My classmates automatically stands up amd stretch to wake their sleeping muscles. I immediately get my phone and open my lady's text.

"Where are you?" it says. I can almost hear her voice.

"I'm on my way," I almost replied. Good thing I didn't.

My groupmate approaches me and says, "Don't go home yet. We'll have to finish this by today."

I look at the stack of papers he holds up in front of me. I calculate the time we're going to do this. I check the clock. It's already 7 P.M.

"Sure, just give me a moment," I hesitantly say to him.

I turn back to my phone and type sadly, "Still at school. I'm sorry. I can't go with you today."

A few minutes pass when she replies, "It's alright. I'll see you tomorrow. I'm going home now. I love you! ❤"

Although I can hear the calmness of her voice, I know deep inside she's sad and disappointed. I have to make it up to her tomorrow.

After receiving her reply, I immediately go to work with my groupmates. We are the only ones left in the classroom.
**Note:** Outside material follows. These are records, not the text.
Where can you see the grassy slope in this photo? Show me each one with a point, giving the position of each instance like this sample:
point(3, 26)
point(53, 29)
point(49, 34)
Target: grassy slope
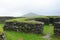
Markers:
point(12, 35)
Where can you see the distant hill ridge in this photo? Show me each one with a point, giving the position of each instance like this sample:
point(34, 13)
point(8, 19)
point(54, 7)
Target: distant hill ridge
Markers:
point(30, 15)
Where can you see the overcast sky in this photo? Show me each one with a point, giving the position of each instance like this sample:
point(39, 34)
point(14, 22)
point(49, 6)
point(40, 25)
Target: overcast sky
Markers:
point(21, 7)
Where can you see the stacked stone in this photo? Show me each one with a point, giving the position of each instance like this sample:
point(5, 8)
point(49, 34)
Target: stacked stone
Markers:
point(25, 27)
point(57, 28)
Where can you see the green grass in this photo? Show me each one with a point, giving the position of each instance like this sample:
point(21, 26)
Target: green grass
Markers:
point(12, 35)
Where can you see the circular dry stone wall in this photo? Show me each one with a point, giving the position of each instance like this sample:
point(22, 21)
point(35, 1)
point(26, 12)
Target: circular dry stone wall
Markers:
point(27, 27)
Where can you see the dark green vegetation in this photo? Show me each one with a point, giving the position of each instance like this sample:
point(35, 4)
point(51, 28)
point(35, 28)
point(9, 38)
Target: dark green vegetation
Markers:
point(13, 35)
point(47, 31)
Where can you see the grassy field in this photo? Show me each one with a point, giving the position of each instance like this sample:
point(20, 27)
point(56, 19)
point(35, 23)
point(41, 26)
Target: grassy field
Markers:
point(12, 35)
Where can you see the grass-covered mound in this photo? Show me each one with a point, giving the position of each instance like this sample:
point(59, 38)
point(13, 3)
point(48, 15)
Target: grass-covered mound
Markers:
point(57, 28)
point(1, 34)
point(24, 25)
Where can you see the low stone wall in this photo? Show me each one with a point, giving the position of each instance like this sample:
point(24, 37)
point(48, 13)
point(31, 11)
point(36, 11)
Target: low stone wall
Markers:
point(24, 27)
point(2, 37)
point(45, 20)
point(57, 28)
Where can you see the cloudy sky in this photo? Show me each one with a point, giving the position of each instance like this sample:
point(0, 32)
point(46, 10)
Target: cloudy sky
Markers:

The sounds of the clock and the typing on the keyboard fills the heavy atmosphere around us.

Little did I know, the sound of screeching cars and sirens are filling the silence on the outside.

Suddenly, my phone rang. Everyone in the room gets startled. I look at my phone and it only displays a number. It's not registered on my device.

My heart, for no particular reason, starts beating wildly as I answer the call and say, "Hello?"

When I hear the speaker's voice, I immediately know what has happened.

I close my eyes shut as tears escape from it, running towards my cold cheek. The voices of my classmates asking my state makes me cry harder. I can't accept it. I still can't accept it.

As I close my eyes, I hear their muffled voices fade. Now, I can feel the already-cold-air is getting colder and duller as each minute passes by. The sounds of the ticking of the clock and our teacher's firm voice are the only sounds I can hear. I open my eyes.

As everything happens as it should be, I hold on to the image of my lady smiling. I continue to feel her hand. The need to see her that moment fills me up, but I can't move a single muscle.

Instead, I watch everything go as they are planned. I regret not having to see her on my first decision. Now, I can't change that anymore. I'm stuck.

I close again my eyes as the news of my lady's death sinks inside me, the muffled voices of my groupmates fades away and the sound of ticking returns once again.